They will now invite members of the public to have their say on the plans, before the IPC appoints examiners who will spend up to six months looking at the proposals in detail.
The IPC will then have three months to make a final recommendation, and the Government will then have a further three months to make a final decision.
Sir Michael Pitt, chair of the IPC, said: “We have considered very carefully the application submitted by Galloper Wind Farm Ltd and decided that it meets the required tests set out in the legislation to be accepted for IPC examination.
“We have also issued advice to the developer in relation to the subsequent stages of the process.”
Jim Smith, managing director of SSE Renewables, said: “This is an important milestone for the project but is not the end of our engagement with the local community as we will continue to consult and listen to their views.
“We will ensure that local residents are aware of how they can be involved in the decision making process as the IPC takes our application through to the pre-examination and examination stages.”

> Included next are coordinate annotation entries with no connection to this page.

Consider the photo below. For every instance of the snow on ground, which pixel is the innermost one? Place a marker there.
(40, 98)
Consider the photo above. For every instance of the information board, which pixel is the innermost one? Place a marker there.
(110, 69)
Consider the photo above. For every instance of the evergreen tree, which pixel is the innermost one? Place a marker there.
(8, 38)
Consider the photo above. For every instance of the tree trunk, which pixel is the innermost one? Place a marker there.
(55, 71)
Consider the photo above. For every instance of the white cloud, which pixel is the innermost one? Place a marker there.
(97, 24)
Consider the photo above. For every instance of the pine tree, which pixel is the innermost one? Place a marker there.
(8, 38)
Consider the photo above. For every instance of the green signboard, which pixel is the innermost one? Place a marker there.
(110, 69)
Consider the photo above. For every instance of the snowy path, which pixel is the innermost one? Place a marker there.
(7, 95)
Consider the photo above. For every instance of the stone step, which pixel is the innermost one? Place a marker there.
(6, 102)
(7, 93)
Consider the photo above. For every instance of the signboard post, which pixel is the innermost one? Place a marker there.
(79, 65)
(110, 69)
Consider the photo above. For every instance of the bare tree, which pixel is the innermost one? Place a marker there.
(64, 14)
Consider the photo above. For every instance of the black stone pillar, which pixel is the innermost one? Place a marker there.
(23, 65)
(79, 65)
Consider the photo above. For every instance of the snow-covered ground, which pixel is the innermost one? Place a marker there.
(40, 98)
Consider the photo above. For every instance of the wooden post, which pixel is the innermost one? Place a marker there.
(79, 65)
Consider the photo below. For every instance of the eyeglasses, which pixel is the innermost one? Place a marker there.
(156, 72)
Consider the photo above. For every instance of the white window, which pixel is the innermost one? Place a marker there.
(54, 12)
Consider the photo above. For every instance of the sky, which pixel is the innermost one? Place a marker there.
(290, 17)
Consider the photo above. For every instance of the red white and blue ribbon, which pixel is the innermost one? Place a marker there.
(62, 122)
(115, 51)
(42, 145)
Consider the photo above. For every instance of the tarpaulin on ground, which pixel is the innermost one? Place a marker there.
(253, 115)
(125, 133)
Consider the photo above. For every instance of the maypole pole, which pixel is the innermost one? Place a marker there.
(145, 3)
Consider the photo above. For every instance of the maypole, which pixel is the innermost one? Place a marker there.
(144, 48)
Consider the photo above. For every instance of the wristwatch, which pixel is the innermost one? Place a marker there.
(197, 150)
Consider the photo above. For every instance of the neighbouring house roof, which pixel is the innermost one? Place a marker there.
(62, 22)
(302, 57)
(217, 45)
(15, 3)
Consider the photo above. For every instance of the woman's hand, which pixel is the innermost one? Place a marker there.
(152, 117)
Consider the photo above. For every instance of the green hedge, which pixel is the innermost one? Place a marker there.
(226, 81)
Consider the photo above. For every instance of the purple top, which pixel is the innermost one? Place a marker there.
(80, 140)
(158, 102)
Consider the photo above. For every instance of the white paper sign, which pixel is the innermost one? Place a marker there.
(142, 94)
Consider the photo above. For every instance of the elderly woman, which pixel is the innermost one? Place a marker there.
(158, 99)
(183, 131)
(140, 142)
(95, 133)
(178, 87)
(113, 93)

The Greater Gabbard scheme, which began construction in 2009, should be completed next year with turbines capable of generating enough power for about 530,000 homes.
Public consultation on plans for the Galloper Wind Farm finished in the summer. If all goes to plan work should start in 2014, with completion by the end of 2016.
These plans are running alongside those proposed by Scottish Power Renewables and Swedish company Vattenfall Wind Power for a massive wind farm off the Norfolk and Suffolk coast which, according to the two companies, will eventually generate 7,200MW, enough for more than five million homes.
They are likely to hand a planning application in for the first phase of the scheme, known as East Anglia ONE, towards the end of next year.